Apart from the obvious reason stated above, with a master’s degree students get a deeper understanding of advanced laboratory skills, research methods, and chemical reactions. Moreover, if you are looking for a career in research or academics in this field, a master’s degree is a must. Look for colleges that offer combined bachelor’s and master’s degree chemical engineering programs within five years. 

Don’t Overlook Practical Experience

Whether you’re in a bachelor’s or master’s program, don’t miss out on internship and cooperative education opportunities offered by the school. These programs help students gain practical knowledge through several months of field experience, which is valued by employers in the chemical industry. 

Most freshers’ jobs in the industry offer on-site training where new joiners work under an experienced chemical engineer and receive additional training through workshops and seminars. With more experience, you unlock your chances to find better job responsibilities and independence. 

Get State License

Chemical engineering is one field that doesn’t require a license to hold a position, unlike other engineering disciplines. Most chemical engineers don’t bother getting a license in their entire career even. However, if you’re aiming for management roles in this field or aspiring to start your private practice, you will need a professional engineer license. 

Know that obtaining the PE license is not a cakewalk and requires significant time as well as commitment.
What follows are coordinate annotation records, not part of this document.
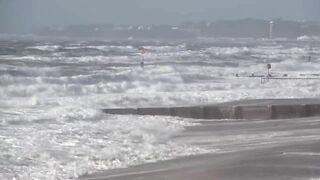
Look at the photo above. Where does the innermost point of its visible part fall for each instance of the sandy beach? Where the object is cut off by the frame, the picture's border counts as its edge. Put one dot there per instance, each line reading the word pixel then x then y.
pixel 245 149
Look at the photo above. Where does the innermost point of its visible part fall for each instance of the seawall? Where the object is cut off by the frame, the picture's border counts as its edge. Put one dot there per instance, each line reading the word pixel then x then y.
pixel 245 109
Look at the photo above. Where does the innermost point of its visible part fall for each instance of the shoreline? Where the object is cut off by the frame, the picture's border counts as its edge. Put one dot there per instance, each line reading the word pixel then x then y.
pixel 246 149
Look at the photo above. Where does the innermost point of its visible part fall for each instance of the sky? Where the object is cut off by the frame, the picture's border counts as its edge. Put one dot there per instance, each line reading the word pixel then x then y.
pixel 24 16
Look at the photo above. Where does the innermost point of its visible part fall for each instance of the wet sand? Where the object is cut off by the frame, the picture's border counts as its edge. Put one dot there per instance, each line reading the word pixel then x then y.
pixel 241 150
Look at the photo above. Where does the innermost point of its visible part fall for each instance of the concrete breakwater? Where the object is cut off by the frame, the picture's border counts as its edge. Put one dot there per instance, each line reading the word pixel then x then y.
pixel 245 109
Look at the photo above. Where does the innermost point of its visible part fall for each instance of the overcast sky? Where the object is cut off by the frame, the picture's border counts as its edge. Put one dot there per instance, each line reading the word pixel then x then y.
pixel 29 15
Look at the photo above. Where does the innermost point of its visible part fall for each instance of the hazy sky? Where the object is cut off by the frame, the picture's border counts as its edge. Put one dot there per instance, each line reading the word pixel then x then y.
pixel 28 15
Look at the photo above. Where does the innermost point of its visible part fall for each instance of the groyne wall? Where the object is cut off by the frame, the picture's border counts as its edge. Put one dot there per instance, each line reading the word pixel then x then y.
pixel 254 109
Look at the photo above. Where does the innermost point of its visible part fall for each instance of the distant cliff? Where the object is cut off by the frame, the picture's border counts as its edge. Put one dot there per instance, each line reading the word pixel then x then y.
pixel 233 28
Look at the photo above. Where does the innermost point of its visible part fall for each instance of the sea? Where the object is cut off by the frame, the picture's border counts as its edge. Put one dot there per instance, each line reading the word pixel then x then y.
pixel 52 93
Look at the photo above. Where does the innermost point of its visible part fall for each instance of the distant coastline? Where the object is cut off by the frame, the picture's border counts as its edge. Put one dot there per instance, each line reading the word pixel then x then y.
pixel 245 28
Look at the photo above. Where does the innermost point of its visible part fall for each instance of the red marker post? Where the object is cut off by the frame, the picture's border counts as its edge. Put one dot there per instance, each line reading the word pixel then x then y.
pixel 142 51
pixel 269 67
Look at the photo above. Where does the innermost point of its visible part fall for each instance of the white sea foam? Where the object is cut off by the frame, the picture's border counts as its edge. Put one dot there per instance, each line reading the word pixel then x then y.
pixel 50 119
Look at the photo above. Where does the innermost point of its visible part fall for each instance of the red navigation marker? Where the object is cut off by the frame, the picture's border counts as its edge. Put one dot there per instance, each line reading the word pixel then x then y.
pixel 142 50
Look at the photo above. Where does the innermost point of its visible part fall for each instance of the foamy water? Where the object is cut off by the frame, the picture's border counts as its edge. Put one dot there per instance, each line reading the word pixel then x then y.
pixel 51 95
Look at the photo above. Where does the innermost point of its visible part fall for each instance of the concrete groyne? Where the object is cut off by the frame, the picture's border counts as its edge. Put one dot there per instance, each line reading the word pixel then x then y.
pixel 246 109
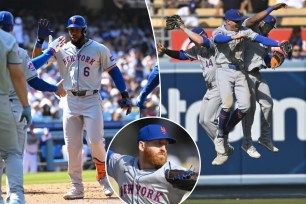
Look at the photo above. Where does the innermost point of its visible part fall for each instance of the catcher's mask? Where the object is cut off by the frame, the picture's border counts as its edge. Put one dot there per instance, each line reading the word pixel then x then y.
pixel 77 21
pixel 269 22
pixel 199 31
pixel 6 21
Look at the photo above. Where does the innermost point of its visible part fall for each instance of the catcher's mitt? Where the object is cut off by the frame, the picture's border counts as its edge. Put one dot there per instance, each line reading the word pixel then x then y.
pixel 184 180
pixel 277 59
pixel 173 22
pixel 286 47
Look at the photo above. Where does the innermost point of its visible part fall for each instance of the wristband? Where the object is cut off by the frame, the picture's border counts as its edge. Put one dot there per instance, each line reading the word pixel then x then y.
pixel 270 9
pixel 40 40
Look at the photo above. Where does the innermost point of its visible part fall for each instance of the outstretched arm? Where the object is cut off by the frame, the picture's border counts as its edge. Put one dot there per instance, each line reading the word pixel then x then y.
pixel 116 75
pixel 261 15
pixel 201 40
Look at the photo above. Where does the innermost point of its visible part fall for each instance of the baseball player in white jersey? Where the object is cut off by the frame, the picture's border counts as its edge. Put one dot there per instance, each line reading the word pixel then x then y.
pixel 259 89
pixel 230 49
pixel 7 21
pixel 81 62
pixel 10 66
pixel 142 179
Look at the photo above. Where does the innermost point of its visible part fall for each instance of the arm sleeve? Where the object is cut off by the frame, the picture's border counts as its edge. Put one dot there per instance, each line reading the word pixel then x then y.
pixel 206 42
pixel 118 78
pixel 176 54
pixel 266 41
pixel 153 82
pixel 268 60
pixel 220 38
pixel 41 85
pixel 39 61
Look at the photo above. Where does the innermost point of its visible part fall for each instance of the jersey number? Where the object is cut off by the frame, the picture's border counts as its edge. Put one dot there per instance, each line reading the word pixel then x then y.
pixel 86 71
pixel 209 63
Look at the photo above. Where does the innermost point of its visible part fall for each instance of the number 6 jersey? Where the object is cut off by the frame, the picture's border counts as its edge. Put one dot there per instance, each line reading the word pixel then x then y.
pixel 82 68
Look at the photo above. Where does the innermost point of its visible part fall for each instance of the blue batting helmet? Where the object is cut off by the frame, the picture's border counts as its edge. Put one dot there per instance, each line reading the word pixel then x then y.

However, while not required, the license will set you apart from other chemical engineers and increase your prospects. The license makes you eligible to supervise other engineers, sign off projects, and prepare engineering plans to be submitted to a public authority.

To summarize, the path to becoming a chemical engineer is long and hard. However, lucrative job opportunities, good pay scale, and shortage of chemical engineers in the US is a big draw. This is one career path that’s just up for taking and offers a rewarding, financially stable lifestyle.